もう、夏が終わる。
 一ヶ月前よりも穏やかになった太陽がその姿を隠す時間が少しだけ早くなった。開かれた硝子の向こう、橙色に照らされた帝都の赤煉瓦を眺めながら、アパルトメントの前の道で遊ぶ子供達の声を聞いた。今日の遊びはそろそろ解散らしく、別れの言葉のあとにばらばらな足音が四方に散った。

「父様!」

 はっきりと自身に向けられた声に、リィンは窓の外を覗く。
 娘の姿を確認するとリィンの菫色の瞳が愛おしげに緩む。目に入れても痛くないと言うが、リィンの愛娘への態度はまさにその言葉に尽きる。
 彼女が忘れ形見となって数年。母親によく似た容姿は「生き写しのよう」「瓜二つ」、そのような言葉を投げられることが多くなった。似ていることを否定はしない。

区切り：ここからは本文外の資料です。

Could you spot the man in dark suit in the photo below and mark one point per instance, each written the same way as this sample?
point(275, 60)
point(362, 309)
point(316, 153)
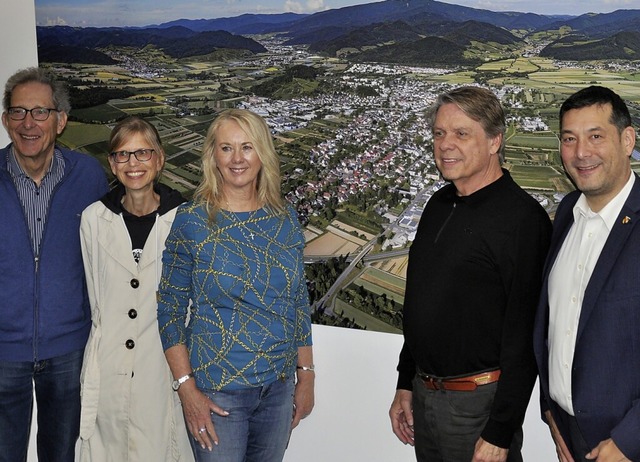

リィンも、メリルを亡くして暫くはその容姿に妻を見ては、嬉しくもどこか苦い思いを抱いたのだから。
 似ているのは容姿だけで、性格は正反対といってもよかった。リィンはその行動力と積極性に何度肝を冷やしたことか。可愛い娘といえど全てを許すわけではない、リオナには三日前に叱られた記憶があるはずだ。
 そんな愛娘はリィンと視線があうと顔を輝かせ、大きく手を振った。

「いまから帰る!」
「ああ。階段で転ばないようにな」

 嬉しそうに頷いてからアパートの階段方向に駆けていく小さな背中を見送って、リィンはあの日のように大きく開いた窓から温い風を受け止めた。
 メリルがこの世に残したものが、リィンの傍においていったものが、リィンの世界に彼女を繋ぎ止めた。あの小さな命が、色々なものとの鎹としてある。
 メリルのいない一日、一週間、一ヶ月前、一年。それを繰り返して、それでも世界は愛おしいままで回っていることに、リィンは心底安心している自覚があった。
  全てを投げ出してしまえないことを嘆いた時もあったが、それでよかったのだ。世界の様子や友人達の道の先、些細な日常。なにより、リィンとメリルのいとおしい子供の成長を見て、ゆっくりメリルの所へ歩いていこう。そう思うようになった。勿論、今だって胸が裂かれるような悲しみも、ぽっかりと歪に空いた風穴も存在している。
 晩夏の作る影のような虚ろを抱えて、リィンは生々しい暑さをした世界を生きていく。それでいいと、他でもないリィンが決めたから。
 遠い鴉の鳴き声にリィンが窓を閉めると同時。玄関のドアが開く音と、幼くてどこか舌足らずな、それでも少し母親に似た声がリィンの耳に触れた。